Os contos e crónicas recolhidos neste blog foram todos publicados no jornal “Re-nhau-nhau”, trimensário humorístico do Funchal, nos números do seu aniversário, coincidente com a época do Natal. Recolheram-se 36 contos e crónicas publicados no jornal nas edições dos meses de Dezembro dos anos de 1946 a 1977.

Partida para o Funchal em 1946

A ARTE DE BEM FALAR AO TELEFONE

O Senhor Silva, respeitável capitalista da nossa praça, tinha na sua secretária, nada mais, nada menos do que meia dúzia de telefones. Um ligado à central da empresa, outro, privativo, ligado directamente à rede, outro, interno, ligado aos vários serviços da empresa, e mais três telefones directos que ligavam directamente às filiais da empresa em Paris, Londres e Nova Iorque.

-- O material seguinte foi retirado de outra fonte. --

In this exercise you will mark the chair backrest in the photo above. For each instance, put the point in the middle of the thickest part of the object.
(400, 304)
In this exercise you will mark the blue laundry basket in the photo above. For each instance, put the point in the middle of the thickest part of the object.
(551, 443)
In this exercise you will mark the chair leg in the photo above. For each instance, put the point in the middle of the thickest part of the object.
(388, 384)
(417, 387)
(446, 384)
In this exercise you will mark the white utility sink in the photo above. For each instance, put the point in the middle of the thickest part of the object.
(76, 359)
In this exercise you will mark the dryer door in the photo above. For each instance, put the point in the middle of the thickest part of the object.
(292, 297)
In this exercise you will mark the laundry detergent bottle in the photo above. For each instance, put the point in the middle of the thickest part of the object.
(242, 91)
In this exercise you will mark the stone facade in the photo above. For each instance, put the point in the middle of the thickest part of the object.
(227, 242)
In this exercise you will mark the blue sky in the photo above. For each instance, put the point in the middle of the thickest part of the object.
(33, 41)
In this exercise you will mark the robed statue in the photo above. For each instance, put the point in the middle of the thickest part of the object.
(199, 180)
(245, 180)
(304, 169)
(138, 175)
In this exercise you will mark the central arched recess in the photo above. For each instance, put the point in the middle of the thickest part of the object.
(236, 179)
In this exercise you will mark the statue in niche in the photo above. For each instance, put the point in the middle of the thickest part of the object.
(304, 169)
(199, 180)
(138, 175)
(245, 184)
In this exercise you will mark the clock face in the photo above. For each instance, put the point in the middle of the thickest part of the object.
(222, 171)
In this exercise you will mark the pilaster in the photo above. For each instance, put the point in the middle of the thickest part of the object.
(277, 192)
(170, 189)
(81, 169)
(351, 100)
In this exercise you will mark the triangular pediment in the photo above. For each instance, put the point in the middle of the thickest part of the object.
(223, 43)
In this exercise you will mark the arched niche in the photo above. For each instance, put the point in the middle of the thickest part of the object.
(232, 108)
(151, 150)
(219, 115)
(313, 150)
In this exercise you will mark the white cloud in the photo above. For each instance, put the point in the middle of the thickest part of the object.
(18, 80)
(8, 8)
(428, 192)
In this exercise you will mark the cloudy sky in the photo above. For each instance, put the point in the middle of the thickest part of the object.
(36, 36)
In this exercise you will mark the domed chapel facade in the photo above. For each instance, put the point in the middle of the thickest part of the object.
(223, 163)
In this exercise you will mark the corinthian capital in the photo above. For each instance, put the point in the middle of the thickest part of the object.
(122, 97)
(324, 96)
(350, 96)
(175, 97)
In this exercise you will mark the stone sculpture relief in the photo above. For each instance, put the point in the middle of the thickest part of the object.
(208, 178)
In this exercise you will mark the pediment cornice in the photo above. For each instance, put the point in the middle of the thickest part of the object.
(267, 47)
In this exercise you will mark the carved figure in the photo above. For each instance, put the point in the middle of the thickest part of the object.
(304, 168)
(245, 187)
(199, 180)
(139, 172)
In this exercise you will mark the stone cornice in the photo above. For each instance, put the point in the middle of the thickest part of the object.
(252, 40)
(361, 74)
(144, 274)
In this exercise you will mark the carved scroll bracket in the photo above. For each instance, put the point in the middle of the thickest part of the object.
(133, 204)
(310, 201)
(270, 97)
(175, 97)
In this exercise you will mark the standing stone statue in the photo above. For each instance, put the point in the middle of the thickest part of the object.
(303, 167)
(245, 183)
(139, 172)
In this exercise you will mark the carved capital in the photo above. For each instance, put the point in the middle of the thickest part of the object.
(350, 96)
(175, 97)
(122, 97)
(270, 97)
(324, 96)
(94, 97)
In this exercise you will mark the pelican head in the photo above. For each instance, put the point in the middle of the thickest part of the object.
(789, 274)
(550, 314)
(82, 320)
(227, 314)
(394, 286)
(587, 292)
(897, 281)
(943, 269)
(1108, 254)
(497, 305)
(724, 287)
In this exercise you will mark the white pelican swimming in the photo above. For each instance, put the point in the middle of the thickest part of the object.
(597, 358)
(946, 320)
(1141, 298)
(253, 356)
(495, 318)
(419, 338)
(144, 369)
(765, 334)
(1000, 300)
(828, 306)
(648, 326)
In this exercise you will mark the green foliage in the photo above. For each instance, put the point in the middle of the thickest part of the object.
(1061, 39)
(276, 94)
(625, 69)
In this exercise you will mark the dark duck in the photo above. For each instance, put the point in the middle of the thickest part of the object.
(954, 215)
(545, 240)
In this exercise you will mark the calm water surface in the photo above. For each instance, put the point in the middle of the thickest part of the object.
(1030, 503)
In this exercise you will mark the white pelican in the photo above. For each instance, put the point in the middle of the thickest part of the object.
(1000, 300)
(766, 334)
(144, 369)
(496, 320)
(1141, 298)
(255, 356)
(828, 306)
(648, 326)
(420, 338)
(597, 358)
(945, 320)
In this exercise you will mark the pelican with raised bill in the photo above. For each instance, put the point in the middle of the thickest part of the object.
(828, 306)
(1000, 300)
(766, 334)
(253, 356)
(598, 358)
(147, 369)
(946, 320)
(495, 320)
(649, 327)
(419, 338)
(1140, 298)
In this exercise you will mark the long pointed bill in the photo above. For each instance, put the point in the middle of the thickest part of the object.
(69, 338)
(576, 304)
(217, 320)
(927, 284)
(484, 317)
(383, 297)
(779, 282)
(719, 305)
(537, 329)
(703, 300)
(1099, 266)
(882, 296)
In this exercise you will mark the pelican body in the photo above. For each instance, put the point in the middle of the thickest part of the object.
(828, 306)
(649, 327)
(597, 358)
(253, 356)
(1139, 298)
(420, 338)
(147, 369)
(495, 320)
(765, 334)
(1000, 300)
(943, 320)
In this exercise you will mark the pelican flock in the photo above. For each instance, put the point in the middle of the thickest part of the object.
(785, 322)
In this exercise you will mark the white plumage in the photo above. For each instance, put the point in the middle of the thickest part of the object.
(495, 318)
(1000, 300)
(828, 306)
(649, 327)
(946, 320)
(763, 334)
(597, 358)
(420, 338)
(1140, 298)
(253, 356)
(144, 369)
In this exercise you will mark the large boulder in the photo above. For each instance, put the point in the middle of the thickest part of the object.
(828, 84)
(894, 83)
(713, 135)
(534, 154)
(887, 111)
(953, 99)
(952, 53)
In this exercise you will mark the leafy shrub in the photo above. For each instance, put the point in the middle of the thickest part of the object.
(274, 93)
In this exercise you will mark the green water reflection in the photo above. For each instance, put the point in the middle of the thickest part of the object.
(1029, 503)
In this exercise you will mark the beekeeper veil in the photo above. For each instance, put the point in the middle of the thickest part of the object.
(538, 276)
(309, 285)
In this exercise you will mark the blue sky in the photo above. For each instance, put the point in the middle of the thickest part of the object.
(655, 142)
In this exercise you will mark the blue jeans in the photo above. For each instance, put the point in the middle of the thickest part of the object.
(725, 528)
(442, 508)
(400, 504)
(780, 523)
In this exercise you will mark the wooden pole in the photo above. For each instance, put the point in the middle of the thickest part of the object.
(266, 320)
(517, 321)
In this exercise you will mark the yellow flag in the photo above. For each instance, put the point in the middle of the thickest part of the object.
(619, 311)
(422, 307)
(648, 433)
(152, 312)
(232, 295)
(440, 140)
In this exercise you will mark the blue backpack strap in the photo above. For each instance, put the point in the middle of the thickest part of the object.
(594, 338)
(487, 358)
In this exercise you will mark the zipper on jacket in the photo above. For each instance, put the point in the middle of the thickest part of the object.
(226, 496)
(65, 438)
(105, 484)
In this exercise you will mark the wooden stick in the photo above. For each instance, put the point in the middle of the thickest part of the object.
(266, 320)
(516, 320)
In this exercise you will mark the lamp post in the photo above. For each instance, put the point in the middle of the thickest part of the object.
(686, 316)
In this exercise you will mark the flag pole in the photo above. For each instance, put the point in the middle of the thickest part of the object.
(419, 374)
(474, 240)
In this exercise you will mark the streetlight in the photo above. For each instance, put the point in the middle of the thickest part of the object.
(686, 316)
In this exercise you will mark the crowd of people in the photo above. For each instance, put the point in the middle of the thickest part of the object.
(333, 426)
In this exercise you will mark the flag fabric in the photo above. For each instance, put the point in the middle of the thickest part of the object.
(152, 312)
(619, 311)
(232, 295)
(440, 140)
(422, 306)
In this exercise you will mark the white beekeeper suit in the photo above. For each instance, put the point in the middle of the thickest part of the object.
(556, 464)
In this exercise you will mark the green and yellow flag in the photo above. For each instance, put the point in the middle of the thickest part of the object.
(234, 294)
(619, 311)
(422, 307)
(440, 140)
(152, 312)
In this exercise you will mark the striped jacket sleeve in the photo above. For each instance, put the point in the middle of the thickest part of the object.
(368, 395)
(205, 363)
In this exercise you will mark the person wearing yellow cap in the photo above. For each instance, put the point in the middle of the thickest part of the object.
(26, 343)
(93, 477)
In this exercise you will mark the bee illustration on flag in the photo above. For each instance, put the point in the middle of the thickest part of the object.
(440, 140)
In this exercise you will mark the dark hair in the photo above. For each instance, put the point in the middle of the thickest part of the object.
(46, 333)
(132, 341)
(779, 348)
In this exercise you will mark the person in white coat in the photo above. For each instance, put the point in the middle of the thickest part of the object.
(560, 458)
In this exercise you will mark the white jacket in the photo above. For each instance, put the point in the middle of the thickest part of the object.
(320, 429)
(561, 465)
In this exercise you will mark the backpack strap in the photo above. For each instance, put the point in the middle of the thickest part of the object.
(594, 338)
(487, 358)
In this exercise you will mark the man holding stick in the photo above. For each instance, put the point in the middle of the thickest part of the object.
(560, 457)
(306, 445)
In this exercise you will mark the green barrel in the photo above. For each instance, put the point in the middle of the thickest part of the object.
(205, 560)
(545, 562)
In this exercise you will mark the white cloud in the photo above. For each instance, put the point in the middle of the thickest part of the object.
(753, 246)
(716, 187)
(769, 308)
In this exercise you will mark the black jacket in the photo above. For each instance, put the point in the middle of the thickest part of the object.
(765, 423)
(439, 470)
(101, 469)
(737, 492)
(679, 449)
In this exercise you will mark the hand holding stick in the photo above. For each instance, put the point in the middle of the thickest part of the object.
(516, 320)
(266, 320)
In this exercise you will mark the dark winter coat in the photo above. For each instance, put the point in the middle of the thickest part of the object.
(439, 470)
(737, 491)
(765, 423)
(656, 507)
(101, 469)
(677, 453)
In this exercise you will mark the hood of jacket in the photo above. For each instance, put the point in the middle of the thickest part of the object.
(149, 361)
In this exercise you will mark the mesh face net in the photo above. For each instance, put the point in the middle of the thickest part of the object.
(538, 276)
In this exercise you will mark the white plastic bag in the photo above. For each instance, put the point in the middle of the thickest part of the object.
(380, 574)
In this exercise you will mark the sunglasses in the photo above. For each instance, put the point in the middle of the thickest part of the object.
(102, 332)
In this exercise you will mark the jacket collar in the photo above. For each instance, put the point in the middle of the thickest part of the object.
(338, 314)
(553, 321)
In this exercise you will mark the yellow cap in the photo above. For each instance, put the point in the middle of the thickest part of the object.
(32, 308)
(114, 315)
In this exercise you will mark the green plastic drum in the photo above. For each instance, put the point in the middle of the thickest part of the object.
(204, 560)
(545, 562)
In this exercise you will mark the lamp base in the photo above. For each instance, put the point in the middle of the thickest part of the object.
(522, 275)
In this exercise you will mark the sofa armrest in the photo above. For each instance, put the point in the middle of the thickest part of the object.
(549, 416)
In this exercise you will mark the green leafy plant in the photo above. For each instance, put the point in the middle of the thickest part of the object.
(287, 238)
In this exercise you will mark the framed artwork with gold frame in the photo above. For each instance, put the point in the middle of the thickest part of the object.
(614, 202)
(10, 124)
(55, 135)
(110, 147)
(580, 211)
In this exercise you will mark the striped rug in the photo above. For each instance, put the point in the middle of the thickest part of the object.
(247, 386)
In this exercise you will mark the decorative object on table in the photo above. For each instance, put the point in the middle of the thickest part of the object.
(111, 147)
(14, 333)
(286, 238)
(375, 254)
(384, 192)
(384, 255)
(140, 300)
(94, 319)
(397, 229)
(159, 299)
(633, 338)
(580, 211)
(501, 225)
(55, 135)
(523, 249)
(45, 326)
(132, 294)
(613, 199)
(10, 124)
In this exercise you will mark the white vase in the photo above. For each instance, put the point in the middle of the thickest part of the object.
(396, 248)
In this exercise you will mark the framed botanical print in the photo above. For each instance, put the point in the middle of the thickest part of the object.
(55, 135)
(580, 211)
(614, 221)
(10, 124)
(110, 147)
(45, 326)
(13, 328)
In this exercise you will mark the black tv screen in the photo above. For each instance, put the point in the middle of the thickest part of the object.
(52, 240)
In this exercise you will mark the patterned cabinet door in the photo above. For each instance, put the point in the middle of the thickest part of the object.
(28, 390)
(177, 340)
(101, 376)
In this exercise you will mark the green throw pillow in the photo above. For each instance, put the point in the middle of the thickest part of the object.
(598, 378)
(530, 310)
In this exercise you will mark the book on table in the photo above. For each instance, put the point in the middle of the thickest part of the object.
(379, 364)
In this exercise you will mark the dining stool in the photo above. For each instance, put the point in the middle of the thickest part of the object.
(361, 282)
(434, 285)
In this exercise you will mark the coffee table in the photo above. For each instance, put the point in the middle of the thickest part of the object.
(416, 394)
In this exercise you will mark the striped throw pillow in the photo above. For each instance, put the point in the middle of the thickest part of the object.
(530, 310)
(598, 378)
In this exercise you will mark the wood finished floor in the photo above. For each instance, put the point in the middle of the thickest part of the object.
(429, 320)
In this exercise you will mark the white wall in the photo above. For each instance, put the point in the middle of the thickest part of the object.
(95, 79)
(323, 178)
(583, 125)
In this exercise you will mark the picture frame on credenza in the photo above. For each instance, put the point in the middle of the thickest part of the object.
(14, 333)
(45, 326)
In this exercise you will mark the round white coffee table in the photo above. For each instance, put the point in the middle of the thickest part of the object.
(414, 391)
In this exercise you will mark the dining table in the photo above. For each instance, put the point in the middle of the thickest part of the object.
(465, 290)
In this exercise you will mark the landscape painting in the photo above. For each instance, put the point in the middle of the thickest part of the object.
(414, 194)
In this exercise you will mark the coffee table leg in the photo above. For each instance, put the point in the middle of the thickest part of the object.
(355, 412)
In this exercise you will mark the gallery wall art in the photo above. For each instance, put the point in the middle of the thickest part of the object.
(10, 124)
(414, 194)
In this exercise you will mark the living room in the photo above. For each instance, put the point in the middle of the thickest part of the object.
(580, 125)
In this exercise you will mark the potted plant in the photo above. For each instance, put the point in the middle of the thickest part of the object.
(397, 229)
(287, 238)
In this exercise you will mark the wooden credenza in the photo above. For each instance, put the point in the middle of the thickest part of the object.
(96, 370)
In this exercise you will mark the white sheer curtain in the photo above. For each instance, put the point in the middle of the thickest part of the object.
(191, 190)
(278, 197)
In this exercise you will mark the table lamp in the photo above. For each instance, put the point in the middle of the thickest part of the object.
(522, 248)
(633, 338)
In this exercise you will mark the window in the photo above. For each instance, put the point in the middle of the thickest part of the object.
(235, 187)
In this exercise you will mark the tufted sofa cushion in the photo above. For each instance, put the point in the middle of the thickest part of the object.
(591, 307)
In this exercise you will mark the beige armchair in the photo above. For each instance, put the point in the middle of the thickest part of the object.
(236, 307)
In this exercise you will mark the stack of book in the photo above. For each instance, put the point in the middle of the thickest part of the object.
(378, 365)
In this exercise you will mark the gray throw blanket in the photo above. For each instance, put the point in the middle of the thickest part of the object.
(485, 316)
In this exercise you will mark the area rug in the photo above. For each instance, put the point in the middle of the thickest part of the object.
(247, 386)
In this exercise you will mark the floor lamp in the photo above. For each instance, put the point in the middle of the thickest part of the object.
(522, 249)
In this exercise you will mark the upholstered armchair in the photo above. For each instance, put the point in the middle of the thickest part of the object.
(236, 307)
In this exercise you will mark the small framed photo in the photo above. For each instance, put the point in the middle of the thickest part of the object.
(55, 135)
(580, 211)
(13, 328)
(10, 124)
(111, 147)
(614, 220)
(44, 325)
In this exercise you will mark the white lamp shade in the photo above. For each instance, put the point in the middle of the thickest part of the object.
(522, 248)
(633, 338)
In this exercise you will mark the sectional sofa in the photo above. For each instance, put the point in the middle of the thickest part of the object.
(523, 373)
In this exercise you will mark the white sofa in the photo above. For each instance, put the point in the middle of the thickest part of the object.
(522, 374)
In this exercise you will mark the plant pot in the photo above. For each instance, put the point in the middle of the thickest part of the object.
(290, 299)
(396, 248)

Na mesa daquele homem verificava-se quase sempre grande azáfama, com os telefones a retinir a todo o momento, sucedendo-se os telefonemas, trocando-se as linhas, por vezes falando o Silva consigo próprio. Com frequência vinham telefonemas de Paris e de Nova Iorque ao mesmo tempo e se o negócio dizia respeito às duas filiais o Silva punha os interlocutores em contacto, juntando o auscultador de um aparelho ao bocal do outro, enquanto ele atendia um terceiro telefonema. Dava gosto ver aquela azáfama e os seus colaboradores que observavam frequentemente aquelas andanças consideravam-no muito a sério um autêntico “virtuose” do telefone.

Um dia o nosso homem de negócios tinha de receber uma pessoa importante que lhe ia propor um não menos importante negócio, quer dizer, de harmonia com a importância das pessoas.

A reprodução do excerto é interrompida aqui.